Di questo devono ringraziare il governo di centro-sinistra, quello dei girotondi per la legalità, che con la legge 40/'98, la cosiddetta Turco-Napolitano, ha istituito i CPT. Gli attuali governanti, saliti al potere con una campagna elettorale giocata sui temi della xenofobia e del razzismo più bieco, non potevano essere da meno dei loro predecessori. La legge 795/'02, la Bossi-Fini, in via di approvazione in Parlamento, trasforma il permesso di soggiorno in contratto di soggiorno: potranno entrare legalmente in Italia solo coloro che, tramite apposite agenzie, siano stati ingaggiati per un lavoro, perso il quale, nel giro di sei mesi piomberanno nella clandestinità. Gli imprenditori nostrani divengono di fatto i padroni della vita degli immigrati alle loro dipendenze. I lavoratori stranieri che non accetteranno i ritmi, gli orari di lavoro e le retribuzioni loro imposte rischieranno il rimpatrio.

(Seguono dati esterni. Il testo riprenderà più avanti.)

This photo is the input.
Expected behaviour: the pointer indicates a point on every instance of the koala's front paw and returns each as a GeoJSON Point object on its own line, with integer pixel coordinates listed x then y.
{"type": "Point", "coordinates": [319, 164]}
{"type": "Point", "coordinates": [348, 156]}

Siamo di fronte alla legalizzazione della schiavitù. Chi infatti oserà ribellarsi ad un sopruso, lottare contro turni massacranti, denunciare la carenza di misure di sicurezza o la nocività dell'ambiente? Chi sciopererà per ottenere una migliore retribuzione o semplicemente la parità salariale? In compenso la legge impegna il datore di lavoro a garantire un alloggio agli immigrati che assume. Niente più problema della casa, niente persone sulle panchine o nei sottoscala... grazie alla legge Bossi-Fini potranno dormire direttamente in fabbrica!
La durata massima della permanenza nei CPT viene estesa a due mesi. Nuove galere verranno costruite per i richiedenti asilo politico, che vi verranno rinchiusi, magari per mesi ed anni, finché la loro richiesta non verrà esaminata e quindi accettata o respinta. La destra nostrana mostra di saper efficacemente coniugare efficienza e razzismo e, per non gravare sulle spalle dei contribuenti nostrani, stabilisce che le spese per le prigioni per i clandestini verranno sostenute utilizzando i soldi versati in contributi dai lavoratori stranieri.
La Marina militare, la stessa che il venerdì di Pasqua del '97, speronò ed affondò la nave albanese Kater I Rades facendo trecento morti, la stessa che ha assistito senza intervenire al naufragio al largo di Lampedusa, avrà il compito di pattugliare i mari e respingere o catturare i migranti.
Già sappiamo che le cronache dei prossimi mesi ed anni ci riserveranno altri "incidenti", altre "disgrazie", altre carrette affondate con il loro carico umano.
A noi l'impegno che le urla disperate di chi affoga, di chi muore perché nato nel posto sbagliato, di chi viene imprigionato e cacciato perché clandestino, non siano un mero rumore di fondo.